Not exactly a warm and fuzzy invitation, but Abbie was thankful they were walking. Not easily and not very quickly. After all, she was barefoot, and Mason seemed to be as uncomfortable as she was.
“Tell me why you came here,” Mason tossed out. A demand that almost caused her heart to stop. Until he added, “Why did you want to work at the Ryland ranch?”
“You asked that in the interview,” she reminded him, but Abbie paraphrased the lie to refresh his memory. “You have one of the best track records in the state for cutting horses. I wanted to be part of that.”
Mercy, it sounded rehearsed.
He made a gruff sound to indicate he was giving that some thought. Thought smothered with suspicion. “You knew a lot about the ranch before you applied for the job?”

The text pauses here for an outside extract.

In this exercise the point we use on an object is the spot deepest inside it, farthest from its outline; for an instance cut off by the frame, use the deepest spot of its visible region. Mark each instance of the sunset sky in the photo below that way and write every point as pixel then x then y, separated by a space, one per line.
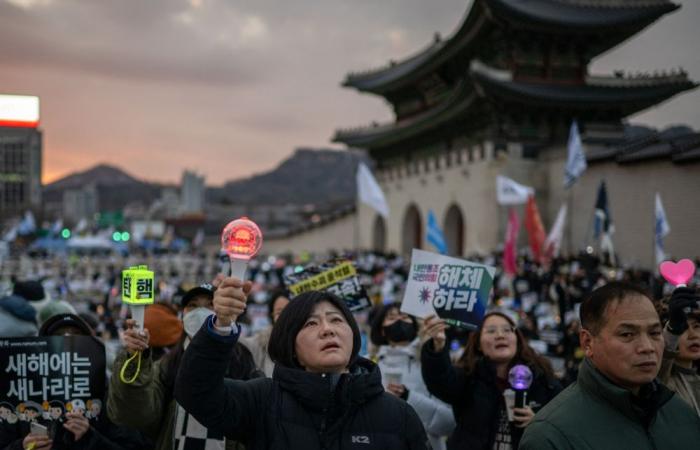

Abbie nodded—cautiously. The man had a way of completely unnerving her. “Sure. I did a lot of reading about it on the internet.”
“Like what?” he fired back.
She swallowed hard and hoped her voice didn’t crack. “Well, I read the ranch has a solid reputation. Your father, Boone Ryland, started it forty years ago when he was in his early twenties.”
Mason stopped and whirled around so quickly that it startled her. He aimed his index finger at her as if he were about to use it to blast her into another county. Then, he turned and started walking again.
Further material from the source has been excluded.